At the same time, Davis, Scott’s on-screen foil, does not pale in comparison. While her performance is more subdued than in films like “The Daytrippers” and “About Schmidt,” she keeps up with the uneven pacing of the film, playing off Scott with amazing ease. Davis underplays her role as instigator quite beautifully, and the fact that Shepard shows much more of David’s mind than Dana’s only makes her character more intriguing.

Craig Lucas’ script, though competent, is helped enormously by the quality of the on-screen talent. The plot unravels in a sometimes truncated manner, with the little asides of David’s brain overpowering plot development. The script is clever enough to keep the audience amused, but pointed enough to successfully set the characters against the backdrop of a crumbling dream, an illusion that seems to be disappearing all too easily.

The parallels to “Nabucco” are perhaps too esoteric, but the general quality of the dialogue and the ideas expressed in them seem inspired, if not very original. The story of a marriage on the rocks with kids that are impossible to handle is almost a cliché; however, there is enough originality in the script to warrant this re-telling. Rudolph and his production designer complement Lucas’ bittersweet script with an eye-pleasing visual concept; a plethora of blacks and blues, along with the occasional soft focus, give the film a clean, sterile look. This is, after all, a story about dentists, though the chaos on-screen and the rare child-vomiting seem more absurd with the added sleekness of Shepard’s agile camera maneuvering and editing.

However, this stylistic decision comes at a price. Some scenes seem slow and the flow between them is often disrupted. There are also several times where you can see the boom mike from the top of the screen, but these instances are hardly noticeable and do not detract from the action. The opera music in the beginning helps raise the stakes of “Dentists” early on, but the remainder of the film suffers from a lack of adequate accompaniment.

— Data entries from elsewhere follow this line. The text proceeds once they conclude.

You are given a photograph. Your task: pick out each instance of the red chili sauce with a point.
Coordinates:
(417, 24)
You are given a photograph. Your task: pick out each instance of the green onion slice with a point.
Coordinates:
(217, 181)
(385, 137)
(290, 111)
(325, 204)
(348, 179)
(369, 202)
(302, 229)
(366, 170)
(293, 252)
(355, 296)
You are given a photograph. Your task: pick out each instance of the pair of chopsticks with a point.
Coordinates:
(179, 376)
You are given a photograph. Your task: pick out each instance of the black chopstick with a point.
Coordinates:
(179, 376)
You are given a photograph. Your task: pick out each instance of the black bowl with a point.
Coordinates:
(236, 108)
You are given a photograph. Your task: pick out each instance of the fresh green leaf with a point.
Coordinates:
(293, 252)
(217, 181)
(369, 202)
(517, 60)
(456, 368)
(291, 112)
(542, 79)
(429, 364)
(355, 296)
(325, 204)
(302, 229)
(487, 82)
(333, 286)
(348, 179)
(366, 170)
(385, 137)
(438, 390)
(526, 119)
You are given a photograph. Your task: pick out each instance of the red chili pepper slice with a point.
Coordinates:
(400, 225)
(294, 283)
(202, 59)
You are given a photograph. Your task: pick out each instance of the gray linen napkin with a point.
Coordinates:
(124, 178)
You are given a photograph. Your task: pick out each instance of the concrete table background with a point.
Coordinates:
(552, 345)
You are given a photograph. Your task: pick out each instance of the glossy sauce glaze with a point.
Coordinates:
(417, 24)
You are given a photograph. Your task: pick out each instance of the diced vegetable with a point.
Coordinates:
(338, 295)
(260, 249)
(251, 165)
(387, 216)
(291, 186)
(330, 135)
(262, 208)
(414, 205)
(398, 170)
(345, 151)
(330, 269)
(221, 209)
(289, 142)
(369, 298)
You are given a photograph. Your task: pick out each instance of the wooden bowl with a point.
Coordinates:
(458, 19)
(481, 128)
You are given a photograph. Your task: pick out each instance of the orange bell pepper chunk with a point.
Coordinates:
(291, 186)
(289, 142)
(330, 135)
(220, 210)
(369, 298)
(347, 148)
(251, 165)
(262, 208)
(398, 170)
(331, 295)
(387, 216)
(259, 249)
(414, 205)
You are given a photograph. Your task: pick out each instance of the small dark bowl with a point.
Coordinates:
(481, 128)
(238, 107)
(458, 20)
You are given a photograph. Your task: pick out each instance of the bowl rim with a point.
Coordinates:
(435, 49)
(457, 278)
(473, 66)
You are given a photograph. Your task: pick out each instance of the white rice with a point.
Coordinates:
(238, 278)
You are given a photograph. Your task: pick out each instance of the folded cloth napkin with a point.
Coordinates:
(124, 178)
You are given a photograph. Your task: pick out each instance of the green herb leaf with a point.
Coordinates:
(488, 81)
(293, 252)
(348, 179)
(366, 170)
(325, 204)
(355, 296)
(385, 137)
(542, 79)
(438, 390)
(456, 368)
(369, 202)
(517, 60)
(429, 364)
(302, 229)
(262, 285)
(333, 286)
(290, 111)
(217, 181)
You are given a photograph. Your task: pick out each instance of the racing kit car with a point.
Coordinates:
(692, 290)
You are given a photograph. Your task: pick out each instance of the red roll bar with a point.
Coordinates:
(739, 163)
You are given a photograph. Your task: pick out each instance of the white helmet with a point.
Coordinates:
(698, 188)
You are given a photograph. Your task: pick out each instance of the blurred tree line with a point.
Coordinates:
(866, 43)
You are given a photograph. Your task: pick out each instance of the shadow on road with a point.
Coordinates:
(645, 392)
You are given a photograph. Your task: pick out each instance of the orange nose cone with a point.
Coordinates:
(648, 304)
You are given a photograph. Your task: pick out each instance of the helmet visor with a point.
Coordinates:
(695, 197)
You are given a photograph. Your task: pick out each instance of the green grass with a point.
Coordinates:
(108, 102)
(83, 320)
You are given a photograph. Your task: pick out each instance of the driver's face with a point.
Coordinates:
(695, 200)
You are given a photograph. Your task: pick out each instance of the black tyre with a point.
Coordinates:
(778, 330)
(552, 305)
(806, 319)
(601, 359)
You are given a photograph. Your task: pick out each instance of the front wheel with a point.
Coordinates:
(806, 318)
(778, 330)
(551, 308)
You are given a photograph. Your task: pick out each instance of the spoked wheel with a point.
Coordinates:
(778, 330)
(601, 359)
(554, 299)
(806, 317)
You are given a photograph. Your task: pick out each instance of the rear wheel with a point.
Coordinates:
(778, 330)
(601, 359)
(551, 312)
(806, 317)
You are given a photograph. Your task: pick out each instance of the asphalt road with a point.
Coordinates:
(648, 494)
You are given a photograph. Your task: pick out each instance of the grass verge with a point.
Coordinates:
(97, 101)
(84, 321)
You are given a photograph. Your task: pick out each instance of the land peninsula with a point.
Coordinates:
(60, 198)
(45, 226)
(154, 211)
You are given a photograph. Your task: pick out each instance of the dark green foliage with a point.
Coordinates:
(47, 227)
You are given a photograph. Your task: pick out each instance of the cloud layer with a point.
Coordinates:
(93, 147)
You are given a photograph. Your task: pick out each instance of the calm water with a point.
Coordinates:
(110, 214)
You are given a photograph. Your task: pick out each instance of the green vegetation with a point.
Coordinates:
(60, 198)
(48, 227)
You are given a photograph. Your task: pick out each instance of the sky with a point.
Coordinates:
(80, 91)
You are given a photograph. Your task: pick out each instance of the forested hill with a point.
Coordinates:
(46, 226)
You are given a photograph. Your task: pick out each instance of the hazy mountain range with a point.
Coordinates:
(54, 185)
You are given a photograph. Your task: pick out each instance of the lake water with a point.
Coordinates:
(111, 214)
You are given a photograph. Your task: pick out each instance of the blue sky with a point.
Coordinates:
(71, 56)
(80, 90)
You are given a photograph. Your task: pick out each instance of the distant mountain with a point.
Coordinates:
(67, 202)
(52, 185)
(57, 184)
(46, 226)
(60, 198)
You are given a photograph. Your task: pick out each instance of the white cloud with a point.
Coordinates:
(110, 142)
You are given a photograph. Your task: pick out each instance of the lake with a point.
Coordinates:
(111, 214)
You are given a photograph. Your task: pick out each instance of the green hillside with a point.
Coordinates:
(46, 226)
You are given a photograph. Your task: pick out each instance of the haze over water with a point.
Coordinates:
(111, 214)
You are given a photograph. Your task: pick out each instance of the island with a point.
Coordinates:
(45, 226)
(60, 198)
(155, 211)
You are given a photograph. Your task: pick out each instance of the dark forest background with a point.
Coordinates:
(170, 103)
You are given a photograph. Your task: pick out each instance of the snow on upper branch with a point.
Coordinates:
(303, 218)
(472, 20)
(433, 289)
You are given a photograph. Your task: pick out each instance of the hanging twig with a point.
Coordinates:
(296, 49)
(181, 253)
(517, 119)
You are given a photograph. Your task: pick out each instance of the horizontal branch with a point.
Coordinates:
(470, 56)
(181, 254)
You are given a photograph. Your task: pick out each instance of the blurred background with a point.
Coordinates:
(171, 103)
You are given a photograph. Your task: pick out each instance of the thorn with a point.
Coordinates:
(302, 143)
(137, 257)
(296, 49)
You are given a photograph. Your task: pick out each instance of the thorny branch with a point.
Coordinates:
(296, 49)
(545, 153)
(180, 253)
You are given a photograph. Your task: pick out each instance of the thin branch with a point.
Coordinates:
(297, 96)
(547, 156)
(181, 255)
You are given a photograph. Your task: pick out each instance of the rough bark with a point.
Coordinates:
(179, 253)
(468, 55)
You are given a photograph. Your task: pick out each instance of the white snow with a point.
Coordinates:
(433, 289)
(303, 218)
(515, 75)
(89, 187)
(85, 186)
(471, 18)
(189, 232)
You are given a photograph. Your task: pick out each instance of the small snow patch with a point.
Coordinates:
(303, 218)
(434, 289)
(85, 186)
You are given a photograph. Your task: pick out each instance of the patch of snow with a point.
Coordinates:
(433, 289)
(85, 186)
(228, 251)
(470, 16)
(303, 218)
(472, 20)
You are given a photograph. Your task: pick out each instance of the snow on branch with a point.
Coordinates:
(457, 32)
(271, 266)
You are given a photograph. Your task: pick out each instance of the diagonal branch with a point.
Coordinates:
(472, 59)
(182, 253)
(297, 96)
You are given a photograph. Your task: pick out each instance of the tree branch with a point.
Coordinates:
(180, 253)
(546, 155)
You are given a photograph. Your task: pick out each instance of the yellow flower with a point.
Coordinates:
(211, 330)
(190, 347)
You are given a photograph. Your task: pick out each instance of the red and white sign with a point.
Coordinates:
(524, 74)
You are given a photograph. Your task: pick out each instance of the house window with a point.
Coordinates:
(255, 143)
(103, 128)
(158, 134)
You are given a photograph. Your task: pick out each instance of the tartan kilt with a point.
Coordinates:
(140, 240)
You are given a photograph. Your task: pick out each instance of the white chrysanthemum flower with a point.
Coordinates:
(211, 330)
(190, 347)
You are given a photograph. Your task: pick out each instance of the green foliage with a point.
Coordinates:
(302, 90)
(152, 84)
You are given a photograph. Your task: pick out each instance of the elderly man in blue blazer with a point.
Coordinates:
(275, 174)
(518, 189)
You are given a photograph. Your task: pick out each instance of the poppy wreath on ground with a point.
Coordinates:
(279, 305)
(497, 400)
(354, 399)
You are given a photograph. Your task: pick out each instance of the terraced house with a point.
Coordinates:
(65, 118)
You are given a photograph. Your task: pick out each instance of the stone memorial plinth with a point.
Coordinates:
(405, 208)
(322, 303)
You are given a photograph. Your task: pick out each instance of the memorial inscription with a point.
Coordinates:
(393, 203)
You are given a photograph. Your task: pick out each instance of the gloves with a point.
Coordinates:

This is all nit-picking; on the whole, “Dentists” is a highly rewarding (if not easy to watch) film that features some of the best performances of 2003. It is worth the ticket price alone to see Scott’s truly exceptional portrayal of a character that is anything but exceptional. “Dentists” is somber without losing its sense of humor, a difficult tone to achieve, and delightfully harrowing, thanks to Rudolph’s slick direction. Who would have thought a trip to the dentist would be so entertaining?